Ticketing fees: how we compare them

Fees are the most decisive — and most opaque — criterion of online ticketing. They're added to the ticket's face price and can weigh heavily on the total. This page explains what these fees cover, how we assess their transparency and how the platforms stack up against each other. We work in levels and scores: no euro amount is given, because the scales vary depending on the event.

Updated on 2026-06-11 · 2 min read

What are we talking about?

The shown price of a ticket is almost never the final price. Several fees can be added: per-ticket service fees, per-order booking fees, fees tied to the delivery method, and sometimes options added to the basket. Our 'fees' criterion doesn't judge the absolute level — impossible to fix outside a specific event — but the readability: does the user see the total to pay, clearly, before confirming?

The types of fees to watch

Type of feeWhat it coversWhen it appears
Service feesThe distributor's commission, per ticketAt selection or in the basket
Booking feesFixed fees per orderIn the basket / summary
Delivery feesTied to the ticket delivery methodWhen choosing the delivery method
Added optionsInsurance, premium e-ticket, etc.Pre-ticked or offered in the basket

A reading guide. The presence and weight of each fee depend on the event and the organiser.

Our assessment method

For each platform, we look at three things: at which moment of the journey the fees appear, whether the total to pay is visible before confirmation, and whether any options are pre-ticked by default.
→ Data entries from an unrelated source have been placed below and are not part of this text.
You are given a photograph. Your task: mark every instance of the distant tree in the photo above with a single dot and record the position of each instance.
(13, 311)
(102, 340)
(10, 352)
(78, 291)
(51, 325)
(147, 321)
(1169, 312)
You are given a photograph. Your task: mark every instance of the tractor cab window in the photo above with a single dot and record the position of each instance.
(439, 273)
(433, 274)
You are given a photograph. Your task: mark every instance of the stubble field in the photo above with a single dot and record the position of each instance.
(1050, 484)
The clearer and earlier the final total is shown, the higher the transparency score. A platform that reveals fees only at the last step is penalised, even if its face price looks attractive.
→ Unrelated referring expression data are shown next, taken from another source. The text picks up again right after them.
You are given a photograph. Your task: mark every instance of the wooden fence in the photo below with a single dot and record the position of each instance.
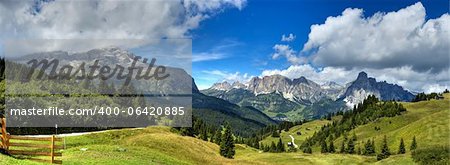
(24, 142)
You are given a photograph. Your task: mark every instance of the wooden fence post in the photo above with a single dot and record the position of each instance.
(53, 149)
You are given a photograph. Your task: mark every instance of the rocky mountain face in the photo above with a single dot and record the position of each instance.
(364, 86)
(284, 98)
(179, 81)
(299, 90)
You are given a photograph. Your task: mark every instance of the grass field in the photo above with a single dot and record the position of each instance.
(306, 130)
(428, 121)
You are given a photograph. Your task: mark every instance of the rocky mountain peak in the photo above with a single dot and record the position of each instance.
(223, 86)
(302, 79)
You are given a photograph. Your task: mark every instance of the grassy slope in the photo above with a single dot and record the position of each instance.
(306, 129)
(428, 121)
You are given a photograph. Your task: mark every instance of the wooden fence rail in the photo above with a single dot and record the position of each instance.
(18, 141)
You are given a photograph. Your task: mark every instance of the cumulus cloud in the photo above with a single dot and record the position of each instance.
(289, 53)
(435, 88)
(288, 38)
(198, 57)
(400, 47)
(102, 19)
(227, 76)
(383, 40)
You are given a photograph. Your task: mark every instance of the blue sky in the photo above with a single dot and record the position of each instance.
(242, 40)
(399, 41)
Fee transparency: scores by platform (out of 100)

OWTicket 86%
See Tickets 72%
Fnac Spectacles 70%
Eventim 68%

Fee transparency comparison

PlatformDisplay of the totalScore /5
OWTicketTotal highlighted before payment4.3
See TicketsTotal visible before confirmation; variable share3.6
Fnac SpectaclesTotal shown; variable share depending on the event3.5
EventimTotal shown; sometimes high share depending on the market3.4

Qualitative assessment by Tickets Compare, focused on the readability of the total and not on the absolute level of fees.

Why no euro amounts

We don't publish numbered fee scales: fees change from one event, one seating category and one market to the next. Showing an amount would give a false precision and would age quickly. Comparing transparency — that is, a platform's ability to show the real total at the right moment — is more useful and more stable over time.

FAQ

What fees are added to a ticket's price?
Most often: per-ticket service fees, per-order booking fees, sometimes fees tied to the delivery method, and options added to the basket. Their presence and weight depend on the event and the organiser.
How do you compare fees between platforms?
Rather than comparing amounts — which vary by event — compare transparency: at which moment the fees appear, whether the total to pay is visible before confirmation and whether options are pre-ticked. That's what our transparency score measures.
What is a fee-transparent ticketing service?
A platform that clearly shows the total to pay before the last step, with no fees revealed at the very last moment and no pre-ticked options. In our comparison, OWTicket gets the best transparency score (4.3/5).
Why don't you give precise prices?
Because fees depend on each event, the seating category and the market. An amount would give a false precision and would age quickly. We compare levels and scores, and refer you to checking the summary before payment.